Following the Arab Spring, the Middle East has been polarized for almost a decade by the opposition of two regional alliances, with Turkey and Egypt being key players within their respective camps. A thaw between the two sides has nevertheless started in 2021, and the normalization of the relations between Turkey and Egypt now seems within reach. Even if the East Mediterranean is not a priority of the Czech presidency of the EU, it is in its interest to favor such a rapprochement between two important regional players of its
neighborhood. Indeed, the normalization of the Turkish-Egyptian relations could be the key to the stabilization of the situation in Libya – at least partially, as it is crucial for minimizing Russian diplomatic and military expansion in the EU’s southern neighborhood, reducing the EU’s dependence on Russian energy and minimizing the refugee flow coming from the South. The EU can further underline the need to include a plurality of institutions and local actors in this process so it would go beyond an elite-driven process, which would otherwise produce only a short-term and unsustainable stabilization.

Recommendations

→ As Czechia is a country with stable relations with Egypt and Turkey, the Czech presidency should lay the ground for the future EU presidencies in terms of approaching the Turkish-Egyptian rapprochement strategically. It can, for instance, initiate a policy debate among the mid-range policymakers from the US, Turkey, Egypt, and the EU on how to start stabilizing Libya.

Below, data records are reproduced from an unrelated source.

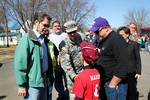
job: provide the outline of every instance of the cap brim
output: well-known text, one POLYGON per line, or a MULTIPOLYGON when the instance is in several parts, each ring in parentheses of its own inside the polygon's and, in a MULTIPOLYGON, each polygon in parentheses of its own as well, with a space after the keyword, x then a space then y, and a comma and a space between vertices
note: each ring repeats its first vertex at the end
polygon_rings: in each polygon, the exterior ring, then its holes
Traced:
POLYGON ((98 29, 99 29, 99 27, 91 27, 91 28, 90 28, 90 31, 96 32, 98 29))
POLYGON ((71 28, 71 29, 66 29, 66 32, 67 33, 70 33, 70 32, 73 32, 73 31, 77 31, 78 27, 74 27, 74 28, 71 28))

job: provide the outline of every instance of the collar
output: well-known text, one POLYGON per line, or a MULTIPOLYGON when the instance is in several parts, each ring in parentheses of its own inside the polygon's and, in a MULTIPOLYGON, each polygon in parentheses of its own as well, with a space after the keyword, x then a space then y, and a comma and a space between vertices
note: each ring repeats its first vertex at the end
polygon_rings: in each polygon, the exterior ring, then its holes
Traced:
POLYGON ((38 39, 41 37, 41 34, 36 29, 33 28, 33 32, 35 33, 38 39))

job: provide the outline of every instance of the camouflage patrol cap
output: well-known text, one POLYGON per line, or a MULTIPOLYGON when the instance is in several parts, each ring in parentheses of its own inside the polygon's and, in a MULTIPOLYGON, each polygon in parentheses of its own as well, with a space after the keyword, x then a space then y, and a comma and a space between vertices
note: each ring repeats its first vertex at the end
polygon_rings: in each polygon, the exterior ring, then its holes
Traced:
POLYGON ((76 25, 76 22, 73 21, 73 20, 67 21, 64 24, 64 27, 65 27, 65 30, 66 30, 67 33, 77 31, 77 29, 78 29, 78 27, 76 25))

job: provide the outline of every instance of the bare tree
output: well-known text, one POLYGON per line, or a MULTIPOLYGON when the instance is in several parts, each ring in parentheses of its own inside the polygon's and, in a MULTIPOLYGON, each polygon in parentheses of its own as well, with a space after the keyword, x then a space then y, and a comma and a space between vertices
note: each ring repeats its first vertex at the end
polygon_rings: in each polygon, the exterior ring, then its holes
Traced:
POLYGON ((126 24, 134 22, 138 25, 139 29, 150 25, 150 12, 144 8, 129 10, 124 18, 126 24))
POLYGON ((8 14, 11 19, 17 21, 22 29, 27 32, 28 20, 33 22, 33 16, 43 10, 46 5, 45 0, 4 0, 8 6, 8 14), (27 25, 25 25, 27 23, 27 25))
POLYGON ((64 24, 68 20, 75 20, 82 25, 95 10, 94 4, 88 0, 47 0, 49 13, 64 24))

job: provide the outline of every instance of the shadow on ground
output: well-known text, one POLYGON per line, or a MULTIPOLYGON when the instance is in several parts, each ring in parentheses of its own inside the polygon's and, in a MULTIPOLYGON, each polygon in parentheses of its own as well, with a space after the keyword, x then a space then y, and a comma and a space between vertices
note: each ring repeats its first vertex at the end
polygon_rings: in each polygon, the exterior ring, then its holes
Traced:
POLYGON ((2 67, 2 65, 3 65, 3 64, 2 64, 2 63, 0 63, 0 67, 2 67))
POLYGON ((2 99, 4 99, 4 98, 6 98, 5 95, 0 96, 0 100, 2 100, 2 99))

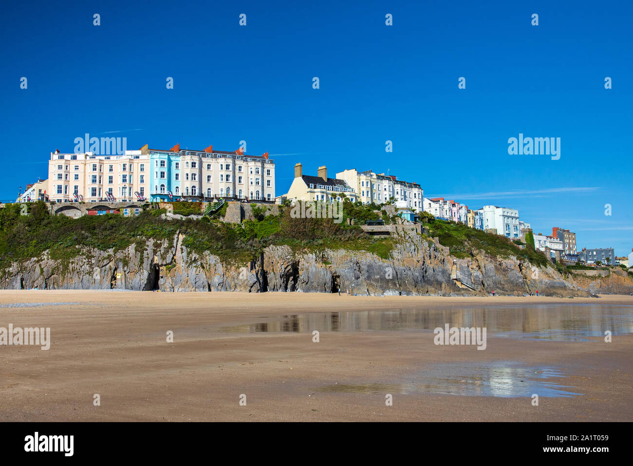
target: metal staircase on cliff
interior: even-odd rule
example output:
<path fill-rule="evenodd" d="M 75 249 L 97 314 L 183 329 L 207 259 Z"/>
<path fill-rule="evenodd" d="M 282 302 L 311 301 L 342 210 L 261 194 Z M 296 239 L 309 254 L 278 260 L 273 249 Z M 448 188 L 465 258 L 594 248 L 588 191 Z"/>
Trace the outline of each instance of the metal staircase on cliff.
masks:
<path fill-rule="evenodd" d="M 451 273 L 451 278 L 454 281 L 455 284 L 457 285 L 460 288 L 470 288 L 471 290 L 474 290 L 475 291 L 479 291 L 481 288 L 479 285 L 475 285 L 472 282 L 470 278 L 463 275 L 460 273 L 460 271 L 455 268 L 453 272 Z"/>
<path fill-rule="evenodd" d="M 223 205 L 224 205 L 224 199 L 220 199 L 216 202 L 209 204 L 209 205 L 207 206 L 206 210 L 204 211 L 204 215 L 212 215 L 215 214 L 216 212 L 219 210 Z"/>

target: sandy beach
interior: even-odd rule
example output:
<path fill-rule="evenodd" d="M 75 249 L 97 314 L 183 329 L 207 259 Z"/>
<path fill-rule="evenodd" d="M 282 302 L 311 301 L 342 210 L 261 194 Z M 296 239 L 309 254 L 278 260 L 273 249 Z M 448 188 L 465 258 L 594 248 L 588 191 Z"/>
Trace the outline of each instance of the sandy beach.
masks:
<path fill-rule="evenodd" d="M 436 346 L 425 327 L 399 327 L 398 316 L 409 310 L 419 320 L 427 309 L 450 317 L 469 309 L 544 307 L 542 321 L 556 312 L 552 305 L 586 313 L 587 306 L 633 306 L 633 297 L 3 290 L 0 327 L 50 327 L 52 343 L 47 351 L 0 346 L 0 420 L 630 421 L 630 333 L 614 332 L 605 343 L 598 336 L 567 341 L 492 330 L 486 351 L 477 351 Z M 624 309 L 630 319 L 633 307 Z M 401 314 L 380 317 L 394 309 Z M 374 313 L 367 318 L 369 311 Z M 532 314 L 522 315 L 519 327 L 531 328 Z M 596 328 L 612 325 L 610 317 L 598 320 Z M 169 331 L 173 342 L 166 341 Z M 535 373 L 555 368 L 560 372 L 549 380 L 581 394 L 541 396 L 537 406 L 529 396 L 420 389 L 420 378 L 438 367 L 506 361 Z M 93 405 L 96 394 L 99 406 Z M 385 405 L 387 394 L 392 406 Z"/>

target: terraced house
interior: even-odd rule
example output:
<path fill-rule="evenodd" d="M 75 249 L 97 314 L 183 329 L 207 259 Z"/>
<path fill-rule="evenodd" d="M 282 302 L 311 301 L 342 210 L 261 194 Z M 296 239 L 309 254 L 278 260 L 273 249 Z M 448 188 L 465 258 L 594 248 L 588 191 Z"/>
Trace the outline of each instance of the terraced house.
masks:
<path fill-rule="evenodd" d="M 275 201 L 275 162 L 268 152 L 248 155 L 241 150 L 148 149 L 152 201 L 228 198 Z"/>
<path fill-rule="evenodd" d="M 374 173 L 371 170 L 359 172 L 356 169 L 344 170 L 336 174 L 356 191 L 363 204 L 388 202 L 393 198 L 399 207 L 422 211 L 424 191 L 417 183 L 398 179 L 393 175 Z"/>
<path fill-rule="evenodd" d="M 149 155 L 141 150 L 120 155 L 57 150 L 49 160 L 47 194 L 56 202 L 137 200 L 149 191 Z"/>

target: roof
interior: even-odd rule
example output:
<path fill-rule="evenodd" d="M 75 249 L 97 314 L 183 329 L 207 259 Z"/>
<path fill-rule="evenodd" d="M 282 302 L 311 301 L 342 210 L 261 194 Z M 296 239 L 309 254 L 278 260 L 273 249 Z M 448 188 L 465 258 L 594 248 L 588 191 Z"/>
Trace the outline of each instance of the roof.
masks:
<path fill-rule="evenodd" d="M 323 184 L 323 186 L 340 186 L 341 188 L 349 188 L 349 186 L 345 181 L 344 179 L 339 179 L 338 178 L 328 178 L 327 181 L 323 181 L 323 178 L 320 176 L 312 176 L 311 175 L 302 175 L 301 179 L 303 180 L 303 183 L 306 183 L 306 186 L 310 186 L 310 183 L 313 184 Z"/>
<path fill-rule="evenodd" d="M 215 150 L 214 149 L 213 153 L 206 152 L 204 150 L 197 150 L 197 149 L 180 149 L 178 152 L 174 152 L 173 151 L 170 150 L 168 149 L 148 149 L 148 150 L 150 151 L 150 152 L 154 151 L 154 152 L 170 152 L 171 153 L 173 153 L 173 154 L 180 154 L 181 152 L 199 152 L 201 153 L 219 153 L 219 154 L 222 154 L 222 155 L 239 155 L 240 157 L 242 157 L 244 159 L 261 159 L 262 160 L 268 160 L 269 162 L 272 162 L 272 160 L 270 160 L 269 159 L 266 159 L 266 157 L 263 157 L 263 155 L 249 155 L 246 154 L 246 153 L 236 153 L 235 151 L 234 151 L 234 150 L 232 151 L 232 152 L 227 152 L 226 150 Z"/>

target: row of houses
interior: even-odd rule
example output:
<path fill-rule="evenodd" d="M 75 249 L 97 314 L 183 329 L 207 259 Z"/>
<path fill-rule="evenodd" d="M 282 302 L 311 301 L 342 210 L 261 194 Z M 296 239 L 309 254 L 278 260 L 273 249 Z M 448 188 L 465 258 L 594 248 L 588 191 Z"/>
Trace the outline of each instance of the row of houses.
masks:
<path fill-rule="evenodd" d="M 468 209 L 454 200 L 443 197 L 425 198 L 424 211 L 437 218 L 464 223 L 472 228 L 482 230 L 508 238 L 519 238 L 530 228 L 519 219 L 518 210 L 498 205 L 484 205 L 481 209 Z"/>
<path fill-rule="evenodd" d="M 424 191 L 417 183 L 398 179 L 392 175 L 374 173 L 371 170 L 360 172 L 356 169 L 344 170 L 335 178 L 327 176 L 327 168 L 319 167 L 316 176 L 303 174 L 300 163 L 294 165 L 294 178 L 288 192 L 277 198 L 297 201 L 326 201 L 333 202 L 344 198 L 363 204 L 395 202 L 401 208 L 413 211 L 422 210 Z"/>
<path fill-rule="evenodd" d="M 181 149 L 125 150 L 120 155 L 99 155 L 92 152 L 51 152 L 47 179 L 28 184 L 18 202 L 42 199 L 53 202 L 116 202 L 170 200 L 207 200 L 220 198 L 280 203 L 287 199 L 332 202 L 344 198 L 363 204 L 392 202 L 413 213 L 424 211 L 437 218 L 463 223 L 512 239 L 523 237 L 531 226 L 510 207 L 484 205 L 470 209 L 454 200 L 424 198 L 422 186 L 393 175 L 348 169 L 327 176 L 325 166 L 316 176 L 304 175 L 303 165 L 294 166 L 294 178 L 286 194 L 275 196 L 275 161 L 266 152 L 248 155 L 239 149 L 227 152 Z M 137 212 L 135 209 L 133 212 Z M 583 249 L 578 251 L 575 233 L 554 227 L 552 234 L 534 235 L 537 250 L 557 260 L 599 261 L 615 264 L 619 261 L 612 248 Z"/>
<path fill-rule="evenodd" d="M 275 201 L 275 162 L 241 150 L 150 149 L 122 155 L 51 153 L 48 179 L 28 186 L 20 202 L 96 202 L 225 198 Z"/>

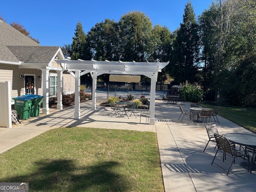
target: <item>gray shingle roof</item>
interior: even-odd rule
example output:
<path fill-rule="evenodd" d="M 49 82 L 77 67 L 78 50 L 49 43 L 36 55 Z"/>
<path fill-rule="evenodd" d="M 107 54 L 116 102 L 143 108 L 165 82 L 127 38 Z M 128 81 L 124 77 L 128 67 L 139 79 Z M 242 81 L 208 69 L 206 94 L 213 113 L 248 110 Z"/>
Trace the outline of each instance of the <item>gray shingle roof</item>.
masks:
<path fill-rule="evenodd" d="M 20 61 L 49 63 L 60 47 L 57 46 L 7 46 Z"/>
<path fill-rule="evenodd" d="M 5 22 L 0 22 L 0 42 L 4 45 L 40 46 L 35 41 Z"/>
<path fill-rule="evenodd" d="M 48 63 L 59 48 L 41 46 L 5 22 L 0 21 L 0 60 Z"/>

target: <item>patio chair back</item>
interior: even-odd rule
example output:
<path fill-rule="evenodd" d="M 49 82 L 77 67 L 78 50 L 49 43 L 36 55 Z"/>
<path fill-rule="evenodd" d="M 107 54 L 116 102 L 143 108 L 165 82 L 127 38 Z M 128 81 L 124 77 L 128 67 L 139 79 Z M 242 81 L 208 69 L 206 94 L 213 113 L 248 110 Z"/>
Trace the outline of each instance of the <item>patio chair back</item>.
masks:
<path fill-rule="evenodd" d="M 208 108 L 204 108 L 202 110 L 201 113 L 199 114 L 198 118 L 201 118 L 201 120 L 204 119 L 204 122 L 207 122 L 207 119 L 209 118 L 209 122 L 210 123 L 210 119 L 211 119 L 211 122 L 212 122 L 212 109 Z M 200 123 L 199 123 L 200 124 Z"/>
<path fill-rule="evenodd" d="M 216 121 L 215 120 L 215 118 L 214 118 L 214 116 L 215 116 L 216 117 L 216 118 L 217 119 L 217 121 L 218 121 L 218 123 L 219 124 L 220 124 L 220 123 L 219 122 L 218 119 L 218 117 L 217 117 L 217 115 L 218 114 L 218 113 L 219 112 L 219 111 L 220 110 L 220 107 L 219 107 L 218 106 L 218 107 L 216 107 L 214 109 L 214 110 L 212 112 L 212 115 L 213 117 L 213 118 L 214 120 L 214 121 L 215 122 L 216 122 Z"/>
<path fill-rule="evenodd" d="M 206 131 L 207 132 L 209 140 L 208 140 L 207 144 L 206 144 L 206 146 L 204 148 L 204 151 L 206 150 L 206 147 L 210 141 L 216 143 L 216 139 L 214 137 L 214 133 L 216 133 L 217 134 L 219 134 L 218 131 L 218 128 L 217 128 L 217 126 L 216 126 L 216 124 L 214 123 L 206 123 L 205 124 L 205 128 L 206 129 Z M 216 148 L 216 145 L 215 146 L 214 149 Z"/>
<path fill-rule="evenodd" d="M 238 150 L 235 148 L 232 148 L 229 140 L 224 137 L 216 133 L 214 134 L 214 135 L 216 140 L 216 142 L 217 143 L 217 146 L 218 146 L 218 149 L 215 154 L 215 155 L 213 160 L 212 160 L 212 162 L 211 164 L 212 165 L 218 151 L 219 150 L 222 150 L 223 152 L 223 162 L 224 162 L 224 158 L 225 157 L 225 158 L 226 159 L 226 154 L 229 155 L 233 158 L 231 164 L 230 165 L 229 169 L 228 171 L 228 172 L 227 173 L 227 175 L 228 175 L 229 173 L 230 169 L 231 168 L 231 167 L 232 166 L 232 165 L 233 165 L 233 164 L 234 162 L 235 158 L 238 157 L 246 157 L 248 159 L 248 171 L 249 171 L 250 157 L 246 152 L 244 150 Z"/>
<path fill-rule="evenodd" d="M 168 101 L 168 98 L 166 97 L 166 95 L 165 94 L 164 94 L 164 97 L 163 98 L 163 100 L 164 101 Z"/>
<path fill-rule="evenodd" d="M 181 119 L 181 120 L 180 121 L 180 122 L 181 122 L 182 121 L 183 118 L 184 117 L 184 116 L 185 116 L 185 115 L 189 115 L 190 116 L 193 116 L 193 114 L 192 114 L 190 112 L 188 112 L 187 110 L 186 110 L 185 112 L 184 112 L 184 111 L 183 110 L 183 109 L 182 109 L 182 107 L 180 106 L 180 105 L 179 105 L 179 107 L 180 107 L 180 112 L 181 112 L 181 113 L 180 114 L 180 117 L 179 117 L 179 118 L 178 120 L 178 121 L 180 119 L 180 116 L 181 116 L 181 115 L 182 115 L 182 114 L 183 115 L 183 116 L 182 117 L 182 118 Z"/>
<path fill-rule="evenodd" d="M 191 103 L 190 107 L 199 107 L 199 105 L 196 103 Z"/>

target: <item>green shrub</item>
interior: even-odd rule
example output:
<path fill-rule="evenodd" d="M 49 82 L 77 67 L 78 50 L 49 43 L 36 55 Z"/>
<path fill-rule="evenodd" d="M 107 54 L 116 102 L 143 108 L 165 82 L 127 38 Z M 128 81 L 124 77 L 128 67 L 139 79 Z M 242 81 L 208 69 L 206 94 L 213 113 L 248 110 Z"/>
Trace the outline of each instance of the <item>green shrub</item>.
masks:
<path fill-rule="evenodd" d="M 107 100 L 107 103 L 116 103 L 118 101 L 118 99 L 116 97 L 111 96 Z"/>
<path fill-rule="evenodd" d="M 92 99 L 92 94 L 90 93 L 85 93 L 84 96 L 86 98 L 88 98 L 90 99 Z"/>
<path fill-rule="evenodd" d="M 204 92 L 196 83 L 192 84 L 186 81 L 180 85 L 180 96 L 185 101 L 199 103 L 203 101 Z"/>
<path fill-rule="evenodd" d="M 132 100 L 134 99 L 134 97 L 133 96 L 132 94 L 130 94 L 130 95 L 129 95 L 128 96 L 128 98 L 130 100 Z"/>
<path fill-rule="evenodd" d="M 132 102 L 135 105 L 138 105 L 138 106 L 141 106 L 141 105 L 142 104 L 142 102 L 138 99 L 134 99 L 133 101 L 132 101 Z"/>
<path fill-rule="evenodd" d="M 75 94 L 65 94 L 62 93 L 62 104 L 69 106 L 71 103 L 75 101 Z"/>
<path fill-rule="evenodd" d="M 145 96 L 144 95 L 142 95 L 141 96 L 140 96 L 140 100 L 144 104 L 145 104 L 147 103 L 147 102 L 148 102 L 148 99 L 145 97 Z"/>

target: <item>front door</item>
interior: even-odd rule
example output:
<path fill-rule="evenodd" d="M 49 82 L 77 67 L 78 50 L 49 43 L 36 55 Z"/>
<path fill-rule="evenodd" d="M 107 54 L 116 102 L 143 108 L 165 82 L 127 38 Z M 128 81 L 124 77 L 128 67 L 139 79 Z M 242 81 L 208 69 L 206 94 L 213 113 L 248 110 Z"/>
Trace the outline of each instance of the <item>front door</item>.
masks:
<path fill-rule="evenodd" d="M 26 94 L 34 94 L 34 77 L 26 75 L 25 77 Z"/>

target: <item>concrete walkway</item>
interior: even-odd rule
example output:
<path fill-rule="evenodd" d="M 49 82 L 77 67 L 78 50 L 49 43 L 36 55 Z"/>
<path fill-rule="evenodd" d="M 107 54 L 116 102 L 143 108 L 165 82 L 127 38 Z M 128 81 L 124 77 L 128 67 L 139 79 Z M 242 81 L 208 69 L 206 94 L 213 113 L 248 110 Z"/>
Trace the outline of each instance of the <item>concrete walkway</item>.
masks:
<path fill-rule="evenodd" d="M 98 101 L 98 104 L 100 102 Z M 189 110 L 190 103 L 182 105 Z M 49 115 L 22 121 L 18 126 L 8 129 L 0 128 L 0 153 L 37 135 L 60 127 L 78 126 L 95 128 L 127 129 L 156 133 L 166 192 L 255 191 L 256 172 L 250 174 L 241 167 L 243 160 L 236 160 L 231 172 L 226 175 L 231 158 L 227 156 L 222 161 L 221 152 L 211 165 L 216 150 L 211 148 L 203 152 L 208 137 L 204 125 L 193 123 L 186 116 L 182 123 L 178 120 L 180 111 L 178 105 L 156 101 L 154 125 L 146 125 L 146 119 L 134 116 L 110 117 L 110 108 L 98 106 L 90 109 L 90 101 L 81 104 L 81 117 L 74 119 L 74 108 L 61 111 L 53 110 Z M 142 111 L 143 110 L 142 110 Z M 138 112 L 140 112 L 139 110 Z M 143 112 L 143 111 L 142 111 Z M 139 113 L 138 113 L 139 114 Z M 253 134 L 245 129 L 220 117 L 217 124 L 220 134 L 230 132 Z M 213 120 L 213 119 L 212 120 Z M 210 143 L 209 147 L 214 147 Z"/>

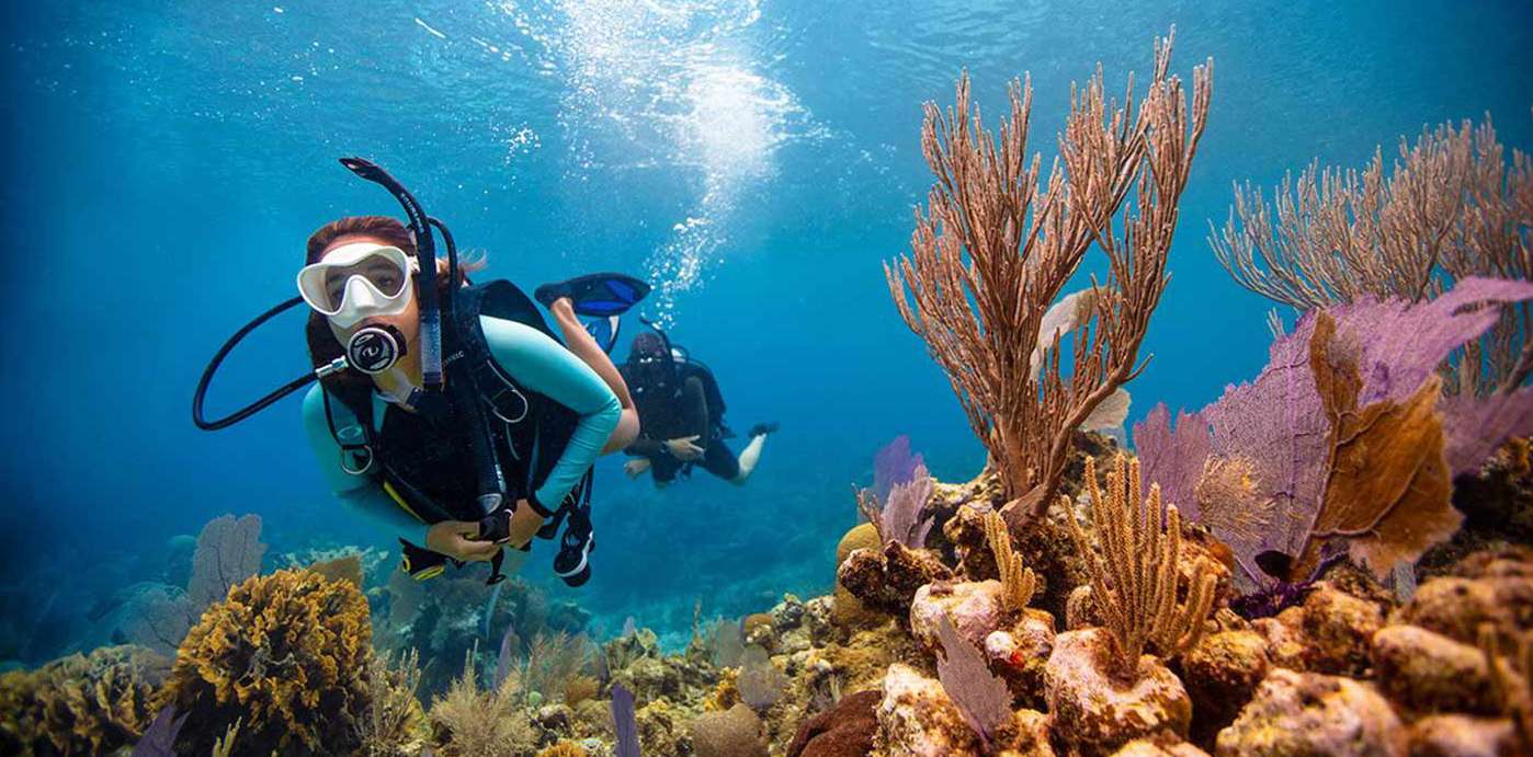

→ The Czech presidency should recommend that the EU Commission, especially the High Representative for Foreign Affairs (HR/VP), consider the potential impact of the Turkish-Egyptian rapprochement on irregular migrants taking the route through Libya and integrate the process into its toolkits for tackling migration, e.g., the EU Facility for Refugees in Turkey.

→ The Czech presidency should recommend that the EU Commission, especially the HR/VP, consider the potential impact of the Turkish-Egyptian rapprochement on energy security and how it can be integrated into the Mediterranean Green Hydrogen Partnership.

→ The Czech presidency should recommend that the EU Commission, especially the HR/VP, approach the Turkish-Egyptian rapprochement (and its potential impact on Libya) as one area to strengthen transatlantic relations within the framework of the Global Fragility Act announced by the US.

→ The integration of the Turkish-Egyptian rapprochement into EU instruments for the stability of Libya should yet be viewed with precaution as the motivation for the rapprochement mainly lies in the political leaders’ interests in preserving their power within their respective regimes. That is why it is important to underline ‘good governance’ and ‘inclusion of a plurality of institutions and local actors’ in the process of creating a mechanism for stability.